I have seen many changes in this world of ours since that evening in the early `30s when 15 of us crammed into that small room in the run-down tenement house on the West Side of New York City. I took an oath, along with nine others, to serve and defend with all my heart and energy the best interest of the working class. I pledged to work and struggle among my fellow workers to ease their burden of servitude and economic slavery and to convince them to bring about a new world order through a system that would bestow on them their dignity and ownership of the means of production. I pledged to work to bring about a better, more worthwhile life for all of us.

I look back at that dingy room in the basement where we sat crowded together listening to the unit organizer tell 15 "old-timers" that this was "a great month for recruiting. At our branch of maritime workers we will initiate ten new recruits tonight. The Party across America is reporting an increase in people joining like never before."

While he talked, I scanned the room. It was truly a working-class shack. It had an ample supply of folding chairs and a three-drawer dresser. A few pictures adorned the walls.
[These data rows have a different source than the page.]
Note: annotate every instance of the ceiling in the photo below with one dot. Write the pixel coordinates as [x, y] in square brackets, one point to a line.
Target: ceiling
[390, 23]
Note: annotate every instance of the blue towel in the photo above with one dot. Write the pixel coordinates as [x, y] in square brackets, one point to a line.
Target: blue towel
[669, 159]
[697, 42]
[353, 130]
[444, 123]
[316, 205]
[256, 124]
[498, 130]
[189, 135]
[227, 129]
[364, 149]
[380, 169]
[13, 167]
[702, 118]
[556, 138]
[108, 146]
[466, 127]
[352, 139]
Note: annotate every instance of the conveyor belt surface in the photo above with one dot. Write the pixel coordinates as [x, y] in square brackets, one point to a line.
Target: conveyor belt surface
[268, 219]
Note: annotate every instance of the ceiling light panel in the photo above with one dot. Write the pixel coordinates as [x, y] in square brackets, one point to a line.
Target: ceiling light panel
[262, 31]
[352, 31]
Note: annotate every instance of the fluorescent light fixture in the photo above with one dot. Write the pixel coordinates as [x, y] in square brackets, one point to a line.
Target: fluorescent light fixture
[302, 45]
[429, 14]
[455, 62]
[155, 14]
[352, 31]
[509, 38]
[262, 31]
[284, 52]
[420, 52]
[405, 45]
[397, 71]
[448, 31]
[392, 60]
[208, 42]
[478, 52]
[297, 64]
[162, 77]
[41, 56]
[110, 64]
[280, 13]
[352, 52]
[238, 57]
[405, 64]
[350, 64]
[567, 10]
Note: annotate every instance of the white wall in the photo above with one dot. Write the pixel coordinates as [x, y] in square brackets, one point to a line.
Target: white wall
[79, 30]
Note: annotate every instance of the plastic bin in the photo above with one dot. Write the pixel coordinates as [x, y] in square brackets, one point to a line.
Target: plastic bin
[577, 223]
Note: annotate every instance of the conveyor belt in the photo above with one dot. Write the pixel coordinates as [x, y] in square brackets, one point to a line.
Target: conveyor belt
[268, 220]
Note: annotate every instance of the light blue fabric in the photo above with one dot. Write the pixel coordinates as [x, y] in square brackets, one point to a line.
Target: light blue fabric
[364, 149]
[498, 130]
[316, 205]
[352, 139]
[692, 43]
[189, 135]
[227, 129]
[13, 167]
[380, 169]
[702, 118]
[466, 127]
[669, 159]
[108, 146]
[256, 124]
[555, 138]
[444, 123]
Two were pictures of a young girl, apparently a relative. Two were of the chairman and some friends. A makeshift desk consisting of two packing crates with a smooth piece of lumber spanning them gave the room some semblance of authority and order. Behind this desk sat the chairman. On the dresser rested some literature which would be offered for sale at the end of the meeting.

As the chairman, Clay, administered the pledge, he called on all the people in the room to stand. As he read the words from a card, we all repeated them, exhilarated like never before by the importance of what was happening here and now. When it was over and before we took our seats, Clay spent a moment congratulating us on our induction. He told us that we were now members of a worldwide movement of workers, farmers, intellectuals and middle class who were dedicated and organized to bring about a new order of change in the world, and that no matter where we traveled, we would surely be meeting our brothers and sisters all united in the same efforts. I felt privileged that I was to be part of this great cause and was ready to go out into the world and help bring about those great and noble changes.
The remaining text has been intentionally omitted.